“Did you get the question about pancreatitis?”
“No – Did you get the question about rhabdomyolysis?”
“What?! You got a question about rhabdomyolysis? That’s such an easy topic – your version of the exam must have been way easier than mine!”
“Yup, I guess I got lucky. Sorry you got the hard version!”
Some variation of the above dialogue has been heard from high school halls to high-stakes exam centers. The notion of different “versions” of the same exam has been a part of examinee discourse for decades.

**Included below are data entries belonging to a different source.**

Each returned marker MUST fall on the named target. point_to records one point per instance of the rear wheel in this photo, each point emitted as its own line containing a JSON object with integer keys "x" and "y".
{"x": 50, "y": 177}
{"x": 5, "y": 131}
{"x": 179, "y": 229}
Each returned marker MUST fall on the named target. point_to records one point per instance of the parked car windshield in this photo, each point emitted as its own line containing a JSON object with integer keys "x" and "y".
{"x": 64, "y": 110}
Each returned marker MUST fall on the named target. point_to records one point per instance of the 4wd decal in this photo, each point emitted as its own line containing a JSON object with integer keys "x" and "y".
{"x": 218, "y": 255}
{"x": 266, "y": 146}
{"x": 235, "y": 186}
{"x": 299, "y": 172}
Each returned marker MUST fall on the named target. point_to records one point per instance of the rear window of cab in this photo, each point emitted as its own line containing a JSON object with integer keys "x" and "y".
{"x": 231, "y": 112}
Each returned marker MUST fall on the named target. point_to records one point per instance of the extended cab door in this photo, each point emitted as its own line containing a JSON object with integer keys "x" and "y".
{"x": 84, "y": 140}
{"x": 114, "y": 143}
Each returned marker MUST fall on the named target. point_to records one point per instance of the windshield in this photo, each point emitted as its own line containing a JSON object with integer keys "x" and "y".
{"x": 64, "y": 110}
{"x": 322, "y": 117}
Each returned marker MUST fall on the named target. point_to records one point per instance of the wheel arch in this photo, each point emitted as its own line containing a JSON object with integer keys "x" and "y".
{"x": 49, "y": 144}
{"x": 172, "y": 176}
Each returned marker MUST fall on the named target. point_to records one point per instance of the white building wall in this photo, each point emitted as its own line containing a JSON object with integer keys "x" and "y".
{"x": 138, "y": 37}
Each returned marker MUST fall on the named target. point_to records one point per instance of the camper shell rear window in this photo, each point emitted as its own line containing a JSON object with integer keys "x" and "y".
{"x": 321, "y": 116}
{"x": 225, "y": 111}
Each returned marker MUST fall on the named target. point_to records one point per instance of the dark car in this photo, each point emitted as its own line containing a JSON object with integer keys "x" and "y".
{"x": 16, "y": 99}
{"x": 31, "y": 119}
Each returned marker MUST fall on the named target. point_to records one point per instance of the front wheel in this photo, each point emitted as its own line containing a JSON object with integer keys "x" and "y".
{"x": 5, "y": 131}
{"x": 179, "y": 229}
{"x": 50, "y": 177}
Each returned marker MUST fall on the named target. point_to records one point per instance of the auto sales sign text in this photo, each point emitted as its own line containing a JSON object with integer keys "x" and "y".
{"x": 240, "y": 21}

The problem itself is self-evident: If a certifying body is administering an exam, they will often want more than one version (or “form”) of that exam. The benefit of using multiple forms is also evident, as test security can be greatly increased. A person who does not pass Form A can be given Form B on their next attempt instead of receiving the same Form A on attempt #2. It can also make collusion and answering using advanced knowledge more difficult. Administering multiple concurrent forms can reduce individual item exposure (i.e., the number of instances that any given item is seen decreases).
When such an implementation is used, the next question is, are both forms going to be equal in terms of content as well as difficulty? In other words, how can we ensure that both forms will be equivalent? This issue becomes exacerbated when we are not just considering Forms A and B, but Forms A, B, C, D, E, F, G, etc.
FormCast® is PSI’s proprietary Linear-On-The-Fly (LOFT) process used for automated test assembly that creates statistically equivalent forms, thus ensuring that exam difficulty, as well as content, is virtually identical throughout. The FormCast algorithm leverages user-specified exam-level statistical parameters and thresholds to accomplish this. Using FormCast helps to mitigate security concerns by generating a unique exam form for each examinee administration, while at the same time ensuring equivalence.
This can also allow for items to be in use for longer periods of time while retaining their value. Furthermore, updates to an item pool can be made more quickly and easily, as the certification program would not be reliant on static forms.
Examinees will always talk, whether in school halls or online message boards, and testing programs will always grapple with concerns of over exposure of content. Using test development and test delivery methods, such as FormCast, that help to mitigate this risk goes a long way toward helping a testing program secure their valuable examination content while maintaining a fair and positive testing experience for all examinees.